Paul Remi est le militaire d’un pays neutre, défait puis soumis, dont le général en chef -le roi des Belges Léopold III- est soupçonné d’avoir désarmé son pays avant de le livrer à l’ennemi (c’est la Question Royale, qui se résout en 1950 par son abdication). Paul Remi apparaît comme un militaire qui doit occuper après la guerre le territoire de l’ennemi d’hier, chevillé sur la Guerre Froide et l’anticommunisme. Une sorte de Zangra, "vieux général du fort de Belonzio qui domine la plaine", chantait Brel.
Son fils -le neveu d’Hergé donc- vit dans la lumière de celui à qui tout réussit, malgré qu’il se soit trompé sur tout comme toute une génération de Belges qui pense encore aux vertus du passé.

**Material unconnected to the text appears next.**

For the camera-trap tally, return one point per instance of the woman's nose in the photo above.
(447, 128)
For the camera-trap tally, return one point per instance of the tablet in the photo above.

On sait combien Hergé a tourné le dos à ce passé erratique, comment il a repoli son œuvre pour en effacer les aspérités idéologiques, contrit par ses anciennes amitiés d’ "extrême droite" (c’est ainsi qu’il qualifie idéologiquement, par deux fois, le journal de l’abbé Wallez quand il est interrogé sur Tintin au Congo par Bernard Pivot), comment même il renonça à son premier mariage pour épouser Fanny.
Nous sommes éclairés aussi sur les relations entre la famille de Paul Remi, le frère d’Hergé, et le "château" de Moulinsart, cet entourage qui va gérer l’œuvre d’Hergé et dont plus d’un se sentira dépossédé après sa disparition en 1983, chacun prétendant à l’héritage : "Tu sais, Georges, Tintin, c’était notre histoire à tous les deux, dit Germaine , la première épouse d’Hergé, à son neveu à cette occasion. J’en ai partagé la genèse, les péripéties et les succès, mais aussi les moments difficiles..."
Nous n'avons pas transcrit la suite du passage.